There would be very little demand for the flash carts if they were only used simply for homebrew.

Call me an ethical egoist but I've avoided buying myself a flash cart simply because of the piracy associated with it. I do not think that Nintendo made a good decision by going against the chip maker. But hunting down the individuals is not realistic either.

"It's my hardware..." (2, Insightful)

boondaburrah (1748490) | more than 4 years ago | (#31185552)

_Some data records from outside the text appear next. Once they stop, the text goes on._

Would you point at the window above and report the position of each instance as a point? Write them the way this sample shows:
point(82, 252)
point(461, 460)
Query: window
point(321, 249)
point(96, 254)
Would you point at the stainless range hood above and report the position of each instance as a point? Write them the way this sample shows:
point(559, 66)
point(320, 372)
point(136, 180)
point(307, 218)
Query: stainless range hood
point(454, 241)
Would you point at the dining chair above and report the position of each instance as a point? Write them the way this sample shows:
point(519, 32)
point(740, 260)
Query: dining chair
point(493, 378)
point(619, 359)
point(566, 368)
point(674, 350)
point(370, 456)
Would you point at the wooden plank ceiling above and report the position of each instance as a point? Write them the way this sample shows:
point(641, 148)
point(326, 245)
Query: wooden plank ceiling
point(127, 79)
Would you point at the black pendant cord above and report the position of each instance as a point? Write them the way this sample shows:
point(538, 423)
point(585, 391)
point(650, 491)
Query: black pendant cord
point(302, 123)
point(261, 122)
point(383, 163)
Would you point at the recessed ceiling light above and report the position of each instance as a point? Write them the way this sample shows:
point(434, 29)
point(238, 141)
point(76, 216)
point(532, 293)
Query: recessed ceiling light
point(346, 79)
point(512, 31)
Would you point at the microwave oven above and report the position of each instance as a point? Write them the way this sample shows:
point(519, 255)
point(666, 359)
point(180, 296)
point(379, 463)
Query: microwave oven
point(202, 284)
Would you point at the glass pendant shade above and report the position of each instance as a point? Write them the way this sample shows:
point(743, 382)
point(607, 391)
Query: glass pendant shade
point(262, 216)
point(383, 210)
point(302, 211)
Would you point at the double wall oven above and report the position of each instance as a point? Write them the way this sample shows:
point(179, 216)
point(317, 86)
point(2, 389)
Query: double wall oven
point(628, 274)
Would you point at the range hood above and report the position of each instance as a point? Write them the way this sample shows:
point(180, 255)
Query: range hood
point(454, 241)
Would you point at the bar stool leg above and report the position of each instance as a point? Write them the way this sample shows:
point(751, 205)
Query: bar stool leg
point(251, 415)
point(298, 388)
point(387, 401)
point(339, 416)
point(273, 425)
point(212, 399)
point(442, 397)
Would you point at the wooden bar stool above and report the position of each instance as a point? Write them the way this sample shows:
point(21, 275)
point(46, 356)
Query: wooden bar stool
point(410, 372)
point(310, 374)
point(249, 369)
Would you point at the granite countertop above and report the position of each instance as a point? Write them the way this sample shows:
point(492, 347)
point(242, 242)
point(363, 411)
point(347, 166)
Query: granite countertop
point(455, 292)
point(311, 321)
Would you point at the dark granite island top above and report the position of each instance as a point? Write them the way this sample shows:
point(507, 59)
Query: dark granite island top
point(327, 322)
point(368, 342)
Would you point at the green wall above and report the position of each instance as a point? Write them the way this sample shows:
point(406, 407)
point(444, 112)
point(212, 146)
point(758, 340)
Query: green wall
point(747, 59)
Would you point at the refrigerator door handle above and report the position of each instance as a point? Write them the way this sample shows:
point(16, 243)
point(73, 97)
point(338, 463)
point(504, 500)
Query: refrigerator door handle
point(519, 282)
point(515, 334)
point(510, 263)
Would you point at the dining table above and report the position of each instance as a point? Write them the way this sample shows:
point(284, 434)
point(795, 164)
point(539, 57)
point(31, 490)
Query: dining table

Y'know, I was actually thinking about getting a DS, but now that I can't load up emulators for older systems (like my GameBoy Pocket) or homebrew games, I might have to get a PSP. It seems you can't have both a system that's well known for a good library of games, popular, and a system that's open to homebrew (officially or otherwise) in the same package. Of course, there's Windows, I guess - but I'm tired of dealing with all of the slight-little driver issues to full blown failures of my computer and such with PC gaming, and would like a console that's open for development without this app-store xbox-live approval (sdk costs money) nonsense. It would appear that game publishers would avoid a console like that like the plague though, for fear that someone will develop a "Game Backup Tool." Of course, if consoles create a legal, fair way to backup games and do homebrew, then there would be little to no reason to hack except for piracy. Unless you're hacking for hacking's sake, in which case you probably don't care about whatever online service they'll ban you from anyway.

Australian DMCA (0)

Anonymous Coward | more than 4 years ago | (#31185930)

It looks like their law [austlii.edu.au] has the same essentially unpatchable hole as DMCA. If you're in violation of the law when you use/distribute/manufacture things that are compatible with someone else's DRM, their existing implementation also becomes in violation if you ever produce a work that needs it.

Instead of making R4 chips, they should have made a game that requires an R4 chip first (just make sure you do it in such a way that you never license anything from Nintendo or otherwise give them permission to manufacture devices that protect your game). Then make the chips, and when Nintendo comes a-suing, sue them right back for doing the exact same thing. If they win, you win.

freedom protection (3, Interesting)

sixsixtysix (1110135) | more than 4 years ago | (#31186364)

i don't care if 99% use something for piracy, the other 1% should never be affected. i should be allowed to tinker with whatever i buy, and if i can do something myself, i should be able to pay someone else to do it for me, whether it be modding my own hardware(or am i licensing the hardware?) or archiving my legally purchased media to whatever format i choose(seeing as i am allowed to record and archive content off the tv, why can't i use the internet as a dvr?).
what's even more ridiculous is the bullshit development licensing consoles have in the first place. anyone for that system, would have to be for development licensing fees on windows, linux, mac, etc. they are all computers ffs!